AARP Hearing Center
The call came on a rainy April morning in 1996. My dad was dead. He was 57. The kidney cancer had won.
It was the day before my 21st birthday.
I skipped my university classes and drove from my Minneapolis apartment to the suburban mall where I’d recently worked. As a budding music critic, I always had the radio blasting. That day, I left it off. The silence carried me to my destination. I saw a former coworker. I wanted to tell him what had happened but stopped myself. I left without buying anything.
Back in my car, I buckled up, then froze as tears spilled down my cheeks. I took a deep breath and exhaled — relief coursing through me.
The funeral back in my hometown was a blur. I sat in a hard wooden pew next to my mom, now a widow at 51, and my older brother. Overwhelmed with sadness for them, I felt more for their loss than for mine.

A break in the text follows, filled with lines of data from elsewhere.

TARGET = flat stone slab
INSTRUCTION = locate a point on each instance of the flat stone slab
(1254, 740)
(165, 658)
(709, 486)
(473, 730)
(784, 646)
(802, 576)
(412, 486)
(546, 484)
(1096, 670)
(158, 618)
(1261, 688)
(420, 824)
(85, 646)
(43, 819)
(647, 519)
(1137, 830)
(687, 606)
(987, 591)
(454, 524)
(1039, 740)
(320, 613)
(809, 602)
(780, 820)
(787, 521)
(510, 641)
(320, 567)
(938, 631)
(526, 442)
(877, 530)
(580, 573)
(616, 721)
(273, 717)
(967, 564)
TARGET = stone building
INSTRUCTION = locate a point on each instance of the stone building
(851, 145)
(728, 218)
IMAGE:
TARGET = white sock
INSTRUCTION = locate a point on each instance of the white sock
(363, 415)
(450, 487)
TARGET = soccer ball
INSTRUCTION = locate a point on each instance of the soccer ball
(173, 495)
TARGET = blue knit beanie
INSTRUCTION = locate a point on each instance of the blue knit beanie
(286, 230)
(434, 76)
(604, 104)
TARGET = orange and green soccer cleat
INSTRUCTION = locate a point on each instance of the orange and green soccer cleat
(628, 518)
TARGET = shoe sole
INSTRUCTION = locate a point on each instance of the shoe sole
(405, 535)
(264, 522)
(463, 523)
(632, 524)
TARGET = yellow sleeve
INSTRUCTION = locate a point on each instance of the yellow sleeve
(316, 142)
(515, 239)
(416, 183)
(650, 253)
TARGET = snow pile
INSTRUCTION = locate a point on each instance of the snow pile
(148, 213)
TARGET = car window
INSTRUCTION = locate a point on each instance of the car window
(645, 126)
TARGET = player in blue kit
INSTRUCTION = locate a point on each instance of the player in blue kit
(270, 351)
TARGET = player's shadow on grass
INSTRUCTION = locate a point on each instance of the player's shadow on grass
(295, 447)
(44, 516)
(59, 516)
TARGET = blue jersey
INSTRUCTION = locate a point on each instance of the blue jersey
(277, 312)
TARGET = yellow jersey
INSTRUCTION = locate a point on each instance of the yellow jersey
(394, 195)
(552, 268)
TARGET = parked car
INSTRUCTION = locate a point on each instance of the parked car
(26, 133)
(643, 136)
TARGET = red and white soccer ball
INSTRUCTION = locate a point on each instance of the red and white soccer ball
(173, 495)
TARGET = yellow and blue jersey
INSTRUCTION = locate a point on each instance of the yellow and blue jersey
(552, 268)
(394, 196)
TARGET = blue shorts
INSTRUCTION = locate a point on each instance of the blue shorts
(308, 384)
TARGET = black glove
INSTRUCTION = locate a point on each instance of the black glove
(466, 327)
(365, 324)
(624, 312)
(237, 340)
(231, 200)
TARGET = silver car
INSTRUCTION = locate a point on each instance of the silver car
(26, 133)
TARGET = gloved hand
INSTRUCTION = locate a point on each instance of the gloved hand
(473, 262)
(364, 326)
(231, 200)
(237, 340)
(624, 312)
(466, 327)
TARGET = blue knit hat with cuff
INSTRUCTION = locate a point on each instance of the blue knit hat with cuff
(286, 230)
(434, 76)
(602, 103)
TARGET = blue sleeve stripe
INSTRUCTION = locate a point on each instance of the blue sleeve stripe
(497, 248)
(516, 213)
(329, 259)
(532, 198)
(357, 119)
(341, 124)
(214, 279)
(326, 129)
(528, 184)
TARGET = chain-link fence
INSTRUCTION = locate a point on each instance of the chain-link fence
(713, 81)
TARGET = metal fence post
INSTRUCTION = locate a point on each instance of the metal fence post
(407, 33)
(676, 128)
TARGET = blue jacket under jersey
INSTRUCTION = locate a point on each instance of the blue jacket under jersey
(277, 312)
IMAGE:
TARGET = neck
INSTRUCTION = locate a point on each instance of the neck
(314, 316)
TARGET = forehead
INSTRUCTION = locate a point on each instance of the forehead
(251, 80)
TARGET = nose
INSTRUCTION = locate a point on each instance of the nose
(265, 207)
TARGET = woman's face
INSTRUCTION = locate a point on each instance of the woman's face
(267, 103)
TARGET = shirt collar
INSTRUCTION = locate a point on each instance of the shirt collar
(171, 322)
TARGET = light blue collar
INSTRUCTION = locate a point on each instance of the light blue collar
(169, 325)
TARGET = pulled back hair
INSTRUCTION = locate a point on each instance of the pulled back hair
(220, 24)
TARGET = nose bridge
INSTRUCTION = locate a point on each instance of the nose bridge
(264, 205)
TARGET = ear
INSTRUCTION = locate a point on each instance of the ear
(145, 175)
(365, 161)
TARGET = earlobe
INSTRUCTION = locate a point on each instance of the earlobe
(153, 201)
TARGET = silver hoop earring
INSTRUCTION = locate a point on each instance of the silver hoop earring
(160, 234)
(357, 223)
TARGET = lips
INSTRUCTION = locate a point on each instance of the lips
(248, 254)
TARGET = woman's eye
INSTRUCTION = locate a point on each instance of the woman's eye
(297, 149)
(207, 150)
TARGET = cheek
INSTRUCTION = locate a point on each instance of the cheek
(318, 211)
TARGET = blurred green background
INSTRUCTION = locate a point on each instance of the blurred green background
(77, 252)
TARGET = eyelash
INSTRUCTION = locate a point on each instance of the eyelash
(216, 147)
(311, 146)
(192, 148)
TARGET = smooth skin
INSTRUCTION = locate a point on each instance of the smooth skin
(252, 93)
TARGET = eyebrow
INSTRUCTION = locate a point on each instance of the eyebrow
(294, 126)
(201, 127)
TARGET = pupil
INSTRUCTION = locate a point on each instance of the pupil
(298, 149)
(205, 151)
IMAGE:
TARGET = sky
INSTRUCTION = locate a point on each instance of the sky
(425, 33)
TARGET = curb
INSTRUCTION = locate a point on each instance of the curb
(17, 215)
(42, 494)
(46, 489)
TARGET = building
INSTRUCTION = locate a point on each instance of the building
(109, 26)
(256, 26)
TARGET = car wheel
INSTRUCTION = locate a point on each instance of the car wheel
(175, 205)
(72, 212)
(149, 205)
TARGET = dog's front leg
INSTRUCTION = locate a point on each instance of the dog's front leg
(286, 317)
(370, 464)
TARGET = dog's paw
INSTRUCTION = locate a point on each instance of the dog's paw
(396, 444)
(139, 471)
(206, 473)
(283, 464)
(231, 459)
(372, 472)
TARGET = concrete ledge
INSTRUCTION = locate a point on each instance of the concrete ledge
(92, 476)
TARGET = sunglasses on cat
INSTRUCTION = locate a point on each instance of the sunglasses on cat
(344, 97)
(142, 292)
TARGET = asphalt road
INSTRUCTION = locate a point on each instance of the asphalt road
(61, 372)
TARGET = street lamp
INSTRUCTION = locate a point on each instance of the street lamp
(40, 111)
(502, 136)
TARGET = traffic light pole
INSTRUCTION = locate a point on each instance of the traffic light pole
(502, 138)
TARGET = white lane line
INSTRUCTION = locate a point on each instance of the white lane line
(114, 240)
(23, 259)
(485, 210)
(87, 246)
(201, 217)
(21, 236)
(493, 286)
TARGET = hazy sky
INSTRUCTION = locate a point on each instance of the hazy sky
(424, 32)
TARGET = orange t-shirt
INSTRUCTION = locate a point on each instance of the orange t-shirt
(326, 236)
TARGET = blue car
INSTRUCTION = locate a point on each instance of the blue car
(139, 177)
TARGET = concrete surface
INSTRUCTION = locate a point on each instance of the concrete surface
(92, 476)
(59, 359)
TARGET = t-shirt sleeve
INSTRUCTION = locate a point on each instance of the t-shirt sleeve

In hindsight, part of that sadness was because I was never one of those people who loved him.
My dad was a political science instructor at the local community college. For years after his death, people stopped me to say he’d been their favorite teacher, that he’d inspired them, helped them succeed. He taught a humanities program at the senior center, served on a hospice board, was a guardian ad litem, chair of the library board and a marathon runner. On paper, a pillar of the community.
At home, it was different. Until I was about 13, he was an angry alcoholic, verbally and mentally abusive. Most nights he passed out in his recliner with the TV blaring. I’d sprint from the kitchen to my room hoping he wouldn’t wake and see me.
After he sobered up, he turned into a dry drunk. When he wasn’t scrutinizing the way I looked or who my friends were, there were chunks of time he seemed to forget I existed, so I did the same. We could go weeks without speaking even as he drove me to school many mornings, the silence in that car as thick as the tension at home.
For nearly 30 years I carried a careful accounting of my dad’s failures and told anyone who asked that his death felt like a new lease on life. I still see it that way, but in recent years I’ve realized that parts of him have influenced me greatly. My hatred has waned, replaced by curiosity, empathy and even respect.
Last fall I interviewed CNN’s Anderson Cooper about his grief podcast, All There Is. He told me he’d only recently started grieving his father, who died when Cooper was 10. The idea of only beginning to grieve someone long after their passing had never occurred to me.